Si doveva progettare più soggetti a certi dettami che alla libertà compositiva...risparmiare si doveva !!Ricordo il travaglio di noi progettisti nell'incasellarci in certi meccanismi ; una volta, nel progettare un edificio di 90 alloggi, per una cooperativa di Savona, più rispettavamo certi criteri fissi più crescevamo nel punteggio che serviva a vincere il finanziamento e la concessione del diritto di superficie su quell'area .
Riuscimmo a progettare un edificio dignitoso in cui tuttora abitano ,soddisfatti, anche alcuni cooperatori che mi sono amici ...
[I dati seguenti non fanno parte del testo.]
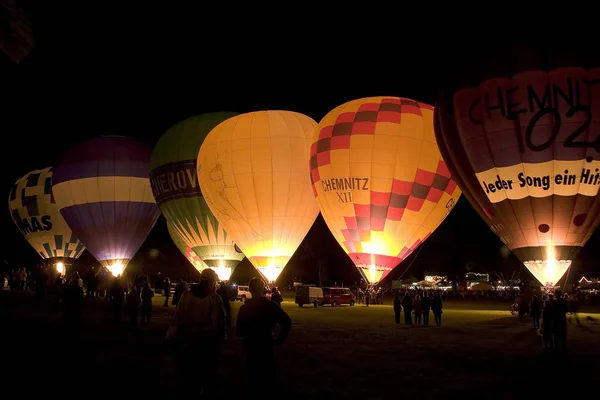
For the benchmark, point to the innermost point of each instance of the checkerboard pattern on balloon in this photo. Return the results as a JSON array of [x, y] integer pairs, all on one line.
[[414, 194], [31, 198]]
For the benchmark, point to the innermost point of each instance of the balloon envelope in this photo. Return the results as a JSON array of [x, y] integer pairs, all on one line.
[[34, 211], [102, 189], [522, 139], [177, 191], [253, 171], [192, 257], [380, 180]]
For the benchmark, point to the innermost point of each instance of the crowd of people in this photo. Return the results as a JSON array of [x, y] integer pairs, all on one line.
[[199, 325]]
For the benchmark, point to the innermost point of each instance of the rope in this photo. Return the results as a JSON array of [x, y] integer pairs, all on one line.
[[411, 263]]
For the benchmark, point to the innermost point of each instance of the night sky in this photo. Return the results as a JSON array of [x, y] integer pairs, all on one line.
[[120, 72]]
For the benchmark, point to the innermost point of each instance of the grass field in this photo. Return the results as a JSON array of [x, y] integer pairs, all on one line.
[[332, 353]]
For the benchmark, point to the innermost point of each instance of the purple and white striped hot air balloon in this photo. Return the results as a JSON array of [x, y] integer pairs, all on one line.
[[103, 192]]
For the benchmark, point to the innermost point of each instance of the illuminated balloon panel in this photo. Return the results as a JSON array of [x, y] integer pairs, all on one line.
[[380, 180], [34, 211], [524, 144], [253, 171], [192, 257], [102, 189], [177, 192]]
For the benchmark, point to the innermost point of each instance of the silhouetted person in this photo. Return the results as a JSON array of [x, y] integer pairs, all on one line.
[[257, 319], [573, 303], [418, 309], [41, 284], [223, 292], [134, 299], [547, 322], [523, 308], [147, 295], [559, 321], [407, 305], [436, 308], [179, 289], [196, 333], [276, 296], [116, 296], [535, 311], [397, 306], [72, 294], [167, 290], [426, 304]]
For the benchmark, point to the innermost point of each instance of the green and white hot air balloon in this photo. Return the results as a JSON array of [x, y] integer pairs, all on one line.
[[177, 191]]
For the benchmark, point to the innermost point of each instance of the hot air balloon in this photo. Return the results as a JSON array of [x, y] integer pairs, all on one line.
[[521, 138], [253, 171], [192, 257], [102, 189], [380, 180], [35, 213], [177, 192]]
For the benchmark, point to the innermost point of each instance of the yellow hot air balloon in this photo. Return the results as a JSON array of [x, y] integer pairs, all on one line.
[[380, 180], [253, 173]]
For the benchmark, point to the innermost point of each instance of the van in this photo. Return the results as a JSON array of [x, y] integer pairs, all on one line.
[[308, 295], [337, 296]]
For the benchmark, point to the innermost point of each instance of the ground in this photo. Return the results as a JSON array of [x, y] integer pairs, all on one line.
[[332, 353]]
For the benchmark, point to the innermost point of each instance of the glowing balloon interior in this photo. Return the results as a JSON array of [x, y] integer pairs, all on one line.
[[253, 170], [34, 211], [380, 180], [60, 268], [524, 150], [177, 192], [102, 189]]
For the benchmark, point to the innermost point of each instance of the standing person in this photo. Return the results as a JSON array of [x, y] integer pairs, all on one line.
[[397, 306], [116, 296], [181, 287], [559, 321], [256, 322], [134, 300], [72, 294], [426, 304], [276, 296], [407, 305], [418, 309], [547, 326], [437, 308], [147, 295], [197, 332], [167, 290]]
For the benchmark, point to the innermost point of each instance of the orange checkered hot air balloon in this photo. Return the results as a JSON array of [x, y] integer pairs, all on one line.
[[380, 180]]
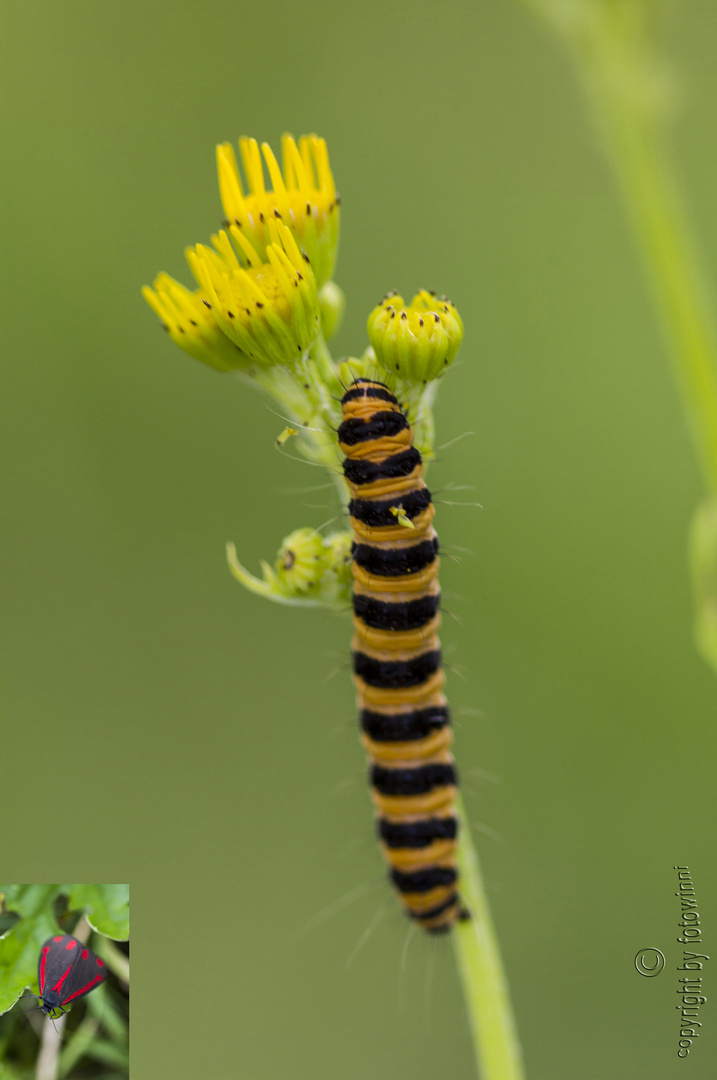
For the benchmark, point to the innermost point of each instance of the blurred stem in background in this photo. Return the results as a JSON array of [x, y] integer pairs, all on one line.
[[614, 49]]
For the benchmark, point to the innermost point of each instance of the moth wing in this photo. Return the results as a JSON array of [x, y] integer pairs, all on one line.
[[86, 972], [67, 969], [54, 960]]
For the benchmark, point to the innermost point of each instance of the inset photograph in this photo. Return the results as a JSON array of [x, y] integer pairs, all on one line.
[[64, 982]]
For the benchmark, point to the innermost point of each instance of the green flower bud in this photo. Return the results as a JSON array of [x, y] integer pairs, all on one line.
[[309, 570], [332, 302], [300, 562], [353, 368], [417, 341]]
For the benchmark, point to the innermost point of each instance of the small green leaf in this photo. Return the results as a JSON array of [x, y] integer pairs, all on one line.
[[106, 907]]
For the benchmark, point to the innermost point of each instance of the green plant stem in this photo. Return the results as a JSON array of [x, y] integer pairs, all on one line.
[[655, 210], [612, 45], [485, 989]]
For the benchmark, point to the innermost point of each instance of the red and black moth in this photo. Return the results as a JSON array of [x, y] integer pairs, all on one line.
[[67, 970]]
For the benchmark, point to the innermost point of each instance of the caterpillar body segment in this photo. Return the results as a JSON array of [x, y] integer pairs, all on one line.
[[396, 653]]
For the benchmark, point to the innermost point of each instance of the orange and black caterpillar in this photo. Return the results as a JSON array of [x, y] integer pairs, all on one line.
[[396, 653]]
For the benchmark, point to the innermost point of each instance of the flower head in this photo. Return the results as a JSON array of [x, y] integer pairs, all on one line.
[[269, 309], [309, 570], [191, 326], [302, 197], [417, 340]]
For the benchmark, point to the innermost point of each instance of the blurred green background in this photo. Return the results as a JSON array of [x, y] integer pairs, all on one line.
[[166, 728]]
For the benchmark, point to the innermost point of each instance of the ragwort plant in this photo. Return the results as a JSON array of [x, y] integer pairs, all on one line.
[[265, 307]]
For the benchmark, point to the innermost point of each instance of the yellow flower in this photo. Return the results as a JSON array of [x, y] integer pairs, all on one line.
[[269, 309], [303, 197], [417, 340], [191, 326]]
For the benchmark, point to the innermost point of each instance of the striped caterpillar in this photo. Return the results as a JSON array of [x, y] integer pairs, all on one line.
[[396, 656]]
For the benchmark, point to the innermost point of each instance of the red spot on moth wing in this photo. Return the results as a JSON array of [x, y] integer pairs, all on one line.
[[62, 980]]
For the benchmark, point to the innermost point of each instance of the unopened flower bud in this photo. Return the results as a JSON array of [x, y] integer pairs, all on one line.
[[416, 341]]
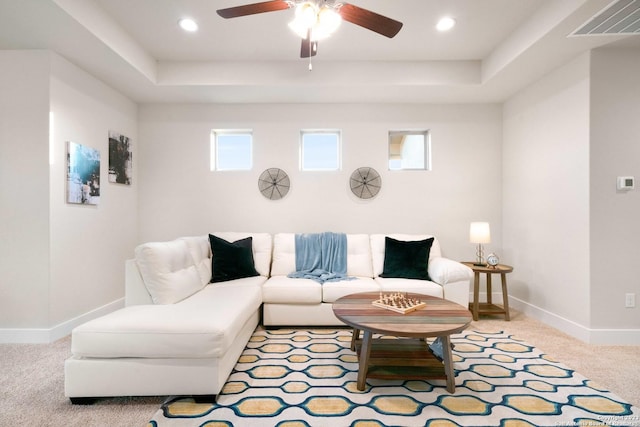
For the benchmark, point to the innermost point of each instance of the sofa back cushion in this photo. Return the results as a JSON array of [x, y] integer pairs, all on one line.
[[200, 251], [262, 246], [378, 245], [168, 271], [358, 255]]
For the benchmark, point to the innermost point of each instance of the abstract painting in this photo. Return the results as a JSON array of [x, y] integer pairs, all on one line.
[[83, 174]]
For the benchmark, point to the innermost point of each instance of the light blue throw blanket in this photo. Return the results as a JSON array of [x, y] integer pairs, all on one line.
[[321, 257]]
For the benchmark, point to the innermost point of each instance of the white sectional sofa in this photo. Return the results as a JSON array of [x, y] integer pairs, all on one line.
[[181, 335], [292, 302]]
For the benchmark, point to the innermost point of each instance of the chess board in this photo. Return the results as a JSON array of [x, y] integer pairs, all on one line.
[[398, 302]]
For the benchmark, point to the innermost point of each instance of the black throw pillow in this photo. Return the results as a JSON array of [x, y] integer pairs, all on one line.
[[231, 260], [406, 259]]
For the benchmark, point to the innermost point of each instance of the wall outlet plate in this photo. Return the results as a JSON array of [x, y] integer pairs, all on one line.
[[625, 183], [630, 300]]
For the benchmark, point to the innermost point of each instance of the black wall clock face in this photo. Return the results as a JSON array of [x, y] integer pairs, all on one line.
[[365, 182], [274, 183]]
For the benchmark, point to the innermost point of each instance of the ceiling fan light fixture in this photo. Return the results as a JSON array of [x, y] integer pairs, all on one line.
[[446, 23], [188, 24], [322, 22]]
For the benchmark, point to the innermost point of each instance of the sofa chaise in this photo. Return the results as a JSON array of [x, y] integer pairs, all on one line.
[[179, 334]]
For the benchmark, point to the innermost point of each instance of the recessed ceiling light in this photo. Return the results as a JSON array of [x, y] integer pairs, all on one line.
[[446, 23], [188, 24]]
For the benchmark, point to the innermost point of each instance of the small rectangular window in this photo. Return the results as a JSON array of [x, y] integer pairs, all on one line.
[[231, 150], [320, 150], [409, 150]]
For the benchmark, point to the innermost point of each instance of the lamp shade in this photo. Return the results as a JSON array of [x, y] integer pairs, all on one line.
[[479, 232]]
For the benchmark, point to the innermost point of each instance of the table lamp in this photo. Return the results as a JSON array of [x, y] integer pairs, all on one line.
[[479, 233]]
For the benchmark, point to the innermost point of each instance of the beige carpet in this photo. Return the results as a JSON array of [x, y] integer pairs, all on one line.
[[32, 378]]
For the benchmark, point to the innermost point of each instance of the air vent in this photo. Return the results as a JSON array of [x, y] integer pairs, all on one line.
[[620, 17]]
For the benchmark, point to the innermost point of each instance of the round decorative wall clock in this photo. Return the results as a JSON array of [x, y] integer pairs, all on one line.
[[274, 183], [365, 182]]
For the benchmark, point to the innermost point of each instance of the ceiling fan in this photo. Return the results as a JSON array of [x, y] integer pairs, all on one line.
[[317, 19]]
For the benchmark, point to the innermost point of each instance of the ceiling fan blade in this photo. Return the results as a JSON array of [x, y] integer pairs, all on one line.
[[370, 20], [254, 8], [308, 48]]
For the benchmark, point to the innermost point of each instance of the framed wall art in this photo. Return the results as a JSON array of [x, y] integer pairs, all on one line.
[[120, 158], [83, 174]]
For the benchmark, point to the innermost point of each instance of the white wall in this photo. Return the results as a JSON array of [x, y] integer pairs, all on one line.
[[89, 244], [615, 216], [179, 195], [546, 197], [60, 264], [24, 189]]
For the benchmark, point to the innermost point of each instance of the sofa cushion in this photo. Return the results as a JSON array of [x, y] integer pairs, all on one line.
[[202, 326], [262, 247], [231, 260], [378, 244], [200, 250], [168, 271], [331, 291], [283, 289], [406, 259], [358, 255]]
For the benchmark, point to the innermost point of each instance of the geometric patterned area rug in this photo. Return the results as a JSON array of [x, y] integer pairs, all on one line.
[[302, 377]]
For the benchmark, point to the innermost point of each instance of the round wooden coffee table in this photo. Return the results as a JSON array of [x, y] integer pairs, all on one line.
[[406, 358]]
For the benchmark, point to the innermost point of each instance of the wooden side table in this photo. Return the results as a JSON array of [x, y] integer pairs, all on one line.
[[477, 307]]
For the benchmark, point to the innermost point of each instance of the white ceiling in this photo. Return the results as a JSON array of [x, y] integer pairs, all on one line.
[[136, 46]]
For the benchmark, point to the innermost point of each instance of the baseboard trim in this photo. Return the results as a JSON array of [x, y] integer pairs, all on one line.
[[61, 330], [588, 335]]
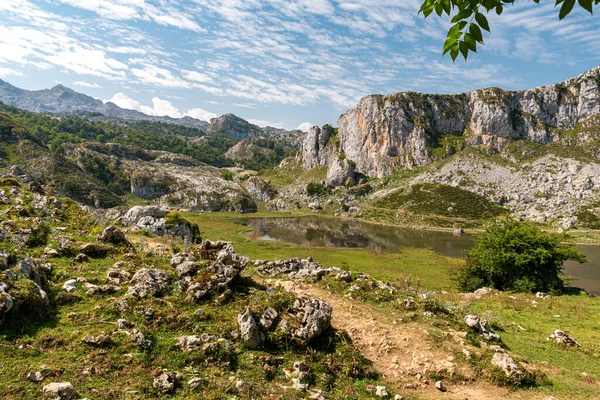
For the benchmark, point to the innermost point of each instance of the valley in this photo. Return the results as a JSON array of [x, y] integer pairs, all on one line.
[[146, 257]]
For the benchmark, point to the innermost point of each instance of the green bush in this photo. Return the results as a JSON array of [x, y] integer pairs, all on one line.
[[317, 189], [227, 174], [514, 255]]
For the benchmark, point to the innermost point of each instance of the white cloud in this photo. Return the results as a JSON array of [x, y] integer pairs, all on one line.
[[124, 101], [200, 114], [263, 123], [159, 107], [87, 84], [6, 72], [305, 126]]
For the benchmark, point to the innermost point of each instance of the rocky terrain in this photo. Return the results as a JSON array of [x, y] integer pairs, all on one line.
[[534, 152]]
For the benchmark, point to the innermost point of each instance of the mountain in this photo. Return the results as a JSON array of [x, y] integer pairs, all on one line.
[[65, 101], [61, 99], [535, 152], [384, 134]]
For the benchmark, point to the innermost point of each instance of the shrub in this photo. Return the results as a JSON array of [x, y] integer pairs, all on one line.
[[514, 255], [317, 189], [227, 174]]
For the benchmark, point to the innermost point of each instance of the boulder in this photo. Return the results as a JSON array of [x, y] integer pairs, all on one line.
[[480, 326], [165, 382], [561, 337], [341, 173], [59, 391], [148, 282], [250, 333], [314, 317], [113, 235], [101, 340], [508, 365], [35, 376]]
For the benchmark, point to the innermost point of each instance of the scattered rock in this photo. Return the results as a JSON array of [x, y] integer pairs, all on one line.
[[314, 317], [101, 340], [561, 337], [124, 324], [113, 235], [59, 391], [117, 276], [480, 326], [165, 382], [381, 391], [35, 376], [268, 318], [439, 385], [195, 383], [250, 333], [508, 365], [148, 282], [70, 285]]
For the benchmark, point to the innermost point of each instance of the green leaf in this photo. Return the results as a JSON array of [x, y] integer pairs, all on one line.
[[476, 33], [566, 8], [454, 53], [471, 44], [587, 5], [482, 21], [464, 49]]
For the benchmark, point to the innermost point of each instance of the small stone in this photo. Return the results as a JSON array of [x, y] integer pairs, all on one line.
[[381, 391], [439, 385], [124, 324], [35, 376], [59, 391], [194, 383], [70, 285]]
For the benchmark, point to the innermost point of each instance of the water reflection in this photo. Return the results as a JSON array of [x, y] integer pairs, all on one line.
[[327, 232]]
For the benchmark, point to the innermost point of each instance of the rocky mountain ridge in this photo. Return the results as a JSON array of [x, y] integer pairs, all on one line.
[[384, 134], [62, 100]]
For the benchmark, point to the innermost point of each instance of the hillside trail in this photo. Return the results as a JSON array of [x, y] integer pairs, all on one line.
[[401, 352]]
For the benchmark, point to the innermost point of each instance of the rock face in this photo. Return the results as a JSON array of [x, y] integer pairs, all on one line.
[[165, 178], [386, 133], [316, 149], [154, 220], [250, 333], [59, 391]]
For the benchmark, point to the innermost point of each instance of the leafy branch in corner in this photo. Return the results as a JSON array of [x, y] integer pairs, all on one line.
[[469, 19]]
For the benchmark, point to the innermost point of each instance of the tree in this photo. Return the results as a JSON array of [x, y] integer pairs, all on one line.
[[515, 255], [469, 21]]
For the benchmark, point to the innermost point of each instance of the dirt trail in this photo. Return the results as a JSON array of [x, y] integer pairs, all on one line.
[[400, 351]]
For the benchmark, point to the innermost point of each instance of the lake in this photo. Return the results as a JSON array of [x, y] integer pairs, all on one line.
[[330, 232]]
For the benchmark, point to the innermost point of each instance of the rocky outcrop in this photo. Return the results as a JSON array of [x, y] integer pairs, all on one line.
[[386, 133], [260, 189], [317, 149], [168, 179]]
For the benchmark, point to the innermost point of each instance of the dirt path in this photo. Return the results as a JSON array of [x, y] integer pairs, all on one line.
[[400, 351]]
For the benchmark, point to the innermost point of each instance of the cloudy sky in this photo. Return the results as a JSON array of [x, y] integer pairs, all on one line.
[[282, 63]]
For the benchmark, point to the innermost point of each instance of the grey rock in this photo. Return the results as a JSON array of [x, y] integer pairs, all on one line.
[[250, 333], [561, 337], [314, 317], [35, 376], [268, 318], [113, 235], [165, 382], [148, 282], [59, 391], [480, 326], [508, 365]]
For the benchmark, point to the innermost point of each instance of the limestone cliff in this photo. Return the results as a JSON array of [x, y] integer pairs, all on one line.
[[387, 133]]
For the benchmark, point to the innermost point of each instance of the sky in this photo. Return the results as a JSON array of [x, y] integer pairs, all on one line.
[[280, 63]]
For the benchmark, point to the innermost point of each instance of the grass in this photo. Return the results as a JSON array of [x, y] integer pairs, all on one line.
[[432, 268]]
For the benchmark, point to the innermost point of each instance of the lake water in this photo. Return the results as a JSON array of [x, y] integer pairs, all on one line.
[[329, 232]]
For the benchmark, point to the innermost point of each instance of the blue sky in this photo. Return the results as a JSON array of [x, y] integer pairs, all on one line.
[[275, 62]]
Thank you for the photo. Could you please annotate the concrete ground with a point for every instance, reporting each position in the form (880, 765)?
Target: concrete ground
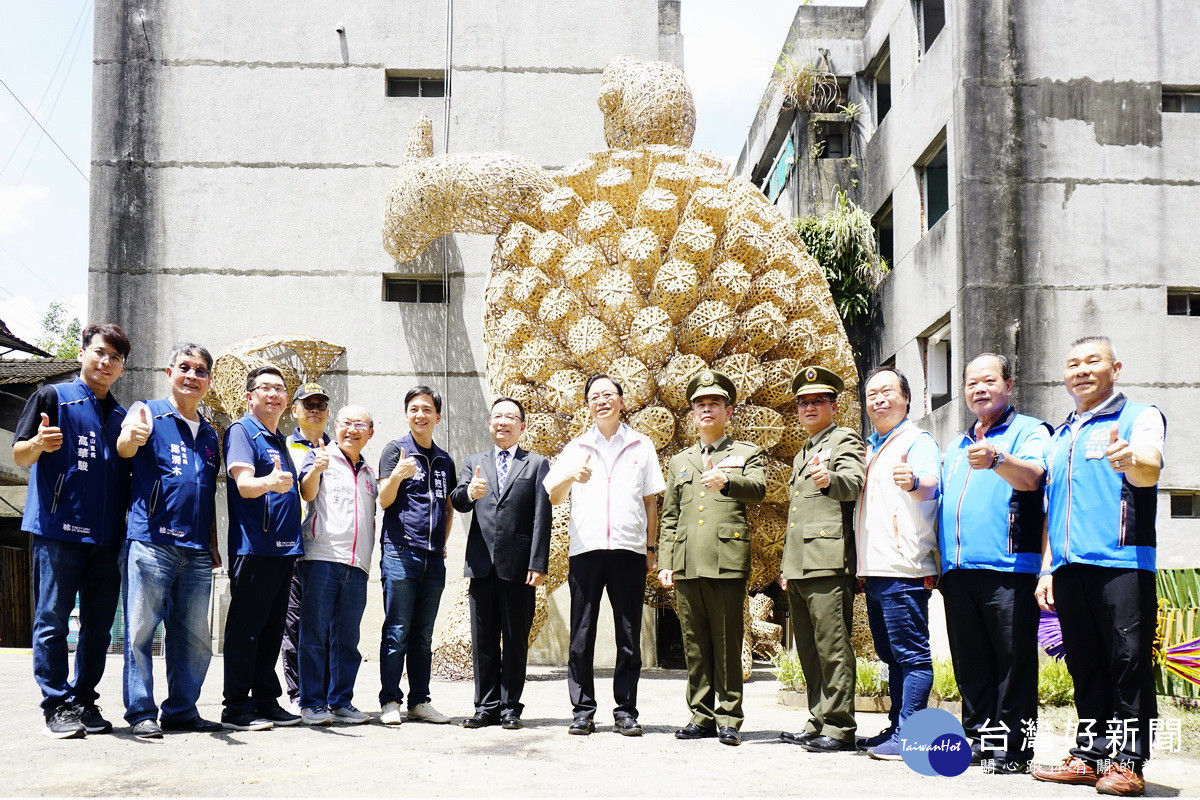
(418, 759)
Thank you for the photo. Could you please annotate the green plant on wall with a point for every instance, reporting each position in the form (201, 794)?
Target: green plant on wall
(843, 242)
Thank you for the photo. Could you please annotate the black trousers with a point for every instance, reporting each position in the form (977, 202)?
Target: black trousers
(991, 619)
(1109, 618)
(258, 603)
(501, 618)
(623, 573)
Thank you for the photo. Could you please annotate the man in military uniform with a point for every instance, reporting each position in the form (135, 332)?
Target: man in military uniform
(706, 555)
(819, 560)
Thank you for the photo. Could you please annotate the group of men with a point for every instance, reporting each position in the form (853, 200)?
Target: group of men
(1015, 515)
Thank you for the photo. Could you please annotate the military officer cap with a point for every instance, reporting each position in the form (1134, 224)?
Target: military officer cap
(711, 382)
(817, 380)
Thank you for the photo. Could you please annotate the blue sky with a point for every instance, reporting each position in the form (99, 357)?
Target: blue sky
(46, 49)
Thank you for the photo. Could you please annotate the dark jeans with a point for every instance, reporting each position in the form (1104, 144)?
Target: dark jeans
(623, 572)
(413, 581)
(335, 595)
(258, 602)
(63, 570)
(501, 618)
(991, 619)
(1108, 618)
(898, 612)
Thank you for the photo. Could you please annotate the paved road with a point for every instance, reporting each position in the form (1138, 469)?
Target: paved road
(418, 759)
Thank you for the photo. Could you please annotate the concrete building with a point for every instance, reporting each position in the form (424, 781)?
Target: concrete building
(1033, 174)
(241, 154)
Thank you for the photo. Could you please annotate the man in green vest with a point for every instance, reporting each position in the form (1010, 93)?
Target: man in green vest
(819, 560)
(705, 542)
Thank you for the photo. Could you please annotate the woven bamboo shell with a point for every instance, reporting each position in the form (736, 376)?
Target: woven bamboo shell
(673, 380)
(636, 382)
(657, 422)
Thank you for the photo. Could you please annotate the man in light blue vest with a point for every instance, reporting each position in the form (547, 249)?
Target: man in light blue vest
(172, 548)
(1098, 569)
(78, 492)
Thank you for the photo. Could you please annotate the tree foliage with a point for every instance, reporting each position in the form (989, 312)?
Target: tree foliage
(843, 242)
(60, 336)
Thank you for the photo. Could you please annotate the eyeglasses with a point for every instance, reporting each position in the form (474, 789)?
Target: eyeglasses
(189, 370)
(114, 359)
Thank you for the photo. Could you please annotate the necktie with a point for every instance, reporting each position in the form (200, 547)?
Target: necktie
(502, 469)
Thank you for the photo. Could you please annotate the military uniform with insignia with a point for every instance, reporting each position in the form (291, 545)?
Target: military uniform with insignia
(819, 566)
(705, 551)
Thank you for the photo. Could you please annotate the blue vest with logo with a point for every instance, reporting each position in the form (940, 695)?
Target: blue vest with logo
(79, 492)
(1095, 515)
(268, 524)
(985, 523)
(174, 481)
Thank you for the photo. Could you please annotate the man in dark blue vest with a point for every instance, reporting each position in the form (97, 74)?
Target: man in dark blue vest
(172, 548)
(264, 543)
(78, 493)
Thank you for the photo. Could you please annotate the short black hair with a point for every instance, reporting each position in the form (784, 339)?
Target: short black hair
(510, 400)
(600, 376)
(265, 370)
(108, 332)
(417, 391)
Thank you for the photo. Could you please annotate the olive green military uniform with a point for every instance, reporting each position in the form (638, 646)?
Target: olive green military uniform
(819, 564)
(705, 540)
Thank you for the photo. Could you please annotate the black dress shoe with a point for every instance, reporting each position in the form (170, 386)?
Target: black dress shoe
(581, 727)
(481, 720)
(693, 731)
(826, 745)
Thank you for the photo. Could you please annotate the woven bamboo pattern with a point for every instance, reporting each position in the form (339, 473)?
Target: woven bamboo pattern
(657, 422)
(646, 260)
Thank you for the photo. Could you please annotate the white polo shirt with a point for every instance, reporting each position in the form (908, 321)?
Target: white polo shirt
(609, 511)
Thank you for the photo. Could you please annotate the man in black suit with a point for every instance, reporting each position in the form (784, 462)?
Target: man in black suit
(508, 555)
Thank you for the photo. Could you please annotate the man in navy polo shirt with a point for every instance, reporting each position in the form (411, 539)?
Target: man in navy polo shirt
(415, 477)
(264, 543)
(172, 546)
(78, 492)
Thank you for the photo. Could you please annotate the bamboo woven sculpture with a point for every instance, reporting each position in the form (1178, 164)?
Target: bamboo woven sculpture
(647, 260)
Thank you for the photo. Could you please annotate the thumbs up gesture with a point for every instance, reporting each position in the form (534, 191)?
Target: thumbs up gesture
(903, 474)
(406, 467)
(582, 473)
(48, 437)
(478, 486)
(981, 453)
(713, 479)
(279, 479)
(1121, 457)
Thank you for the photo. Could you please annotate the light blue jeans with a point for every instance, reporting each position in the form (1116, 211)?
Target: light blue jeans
(165, 583)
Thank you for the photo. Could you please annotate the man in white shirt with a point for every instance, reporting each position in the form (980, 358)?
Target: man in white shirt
(611, 474)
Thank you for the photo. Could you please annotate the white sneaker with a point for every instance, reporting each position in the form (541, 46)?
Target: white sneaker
(426, 713)
(316, 716)
(391, 714)
(352, 715)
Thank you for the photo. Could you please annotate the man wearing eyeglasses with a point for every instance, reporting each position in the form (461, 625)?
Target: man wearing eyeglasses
(264, 543)
(172, 546)
(819, 560)
(78, 493)
(612, 477)
(310, 407)
(508, 557)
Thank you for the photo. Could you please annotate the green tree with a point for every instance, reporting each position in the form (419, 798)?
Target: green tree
(60, 336)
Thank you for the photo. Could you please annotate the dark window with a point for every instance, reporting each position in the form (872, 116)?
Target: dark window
(414, 290)
(417, 86)
(1183, 302)
(930, 20)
Nel 1975 ,come collaboratrice di uno studio allora molto in auge, nel giro di 7-8 mesi partecipai alla progettazione di 6 diversi interventi di edilizia convenzionata : le tipologie degli alloggi erano state studiate ,attraverso un processo partecipato con i cooperatori , in maniera standard : alloggio A,B,C e D...Combinammo queste tipologie dando origine a 6 blocchi di edifici assolutamente diversi ,vuoi per le altezze dei piani ,vuoi per l'aggregazione in pianta,vuoi per le finiture . Non sono venuti tanto male ...Era il modo di progettare l'edilizia convenzionata che tutti credo abbiamo usato in quegli anni all'interno delle aree PEEP ...Poi certo alcuni lo han fatto più o meno bene ...altri han fatto brutta architettura .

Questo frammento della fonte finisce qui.